For the few million Opportunity Youth, it can be difficult to find either education or employment. Entrepreneurship programs can offer solutions to aid their problems. 
Throughout the U.S., there are about 4.6 opportunity youth, young people who are neither in work or school. Programs such as the Opportunity Youth Forum (OYF) can help inspire entrepreneurship as an option. The Forum for Community Solutions (FSC) works with a network of over two dozen urban, rural, and tribal communities who all seek to provide opportunity youth with employment and education opportunities. The group launched the Youth Entrepreneurship Fund (YEF) in 2017.
 
The fund seeks to promote racial and economic equity by ensuring that youth who experience these economic barriers have ways to develop an entrepreneurial mindset.
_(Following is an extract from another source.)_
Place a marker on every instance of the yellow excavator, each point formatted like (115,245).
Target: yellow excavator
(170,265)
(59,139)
They also provide the tools and resources needed for successfully capturing the mindset.
 
Mali Linton, 22, was a participant in the Bay Area and expressed how the program allowed her to acquire knowledge she could not have learned on her own. “I learned how to be creative and innovative while building my business from the ground up,” Mali says. “I’ve also learned that entrepreneurship isn’t for everybody. I had to be comfortable being uncomfortable a lot.” 
 
The goal of YEF is to not only teach the youth how to create a business, but how to use their entrepreneurial education as a skill that can assist them in any career
 
“YEF has given my community opportunities such as job readiness, employment opportunities, entrepreneurship education, and also it finds ways to help youth be a part of the growth of their community,” she says.
 
Derick Thomas facilitated the program and worked very closely with Mali. “I have always been interested in the entrepreneurship path as a way to empower our communities,” Derick says. I believe that entrepreneurship is the key to the liberation of our community, by taking charge of our own financial future we can use the money we make to put it back in our own communities.”
 
He mentions how the impact on the youth was immediate and lasting. “People starting their own businesses start to feel empowered, they believe in themselves and their ability to take control of their destiny,” he says. “I’ve seen entrepreneurship spark excitement in the eyes of these young people, the ability to be their own boss and make their own money goes hand and hand with the street mentality we develop in our community.”
 
The program is now offered in 3 communities- the Bay Area, Philadelphia, and Del Norte County and Tribal Lands in Northern California. They are entering their second year of the entrepreneurship program and are looking forward to continuing the partnership and expanding entrepreneurship pathways.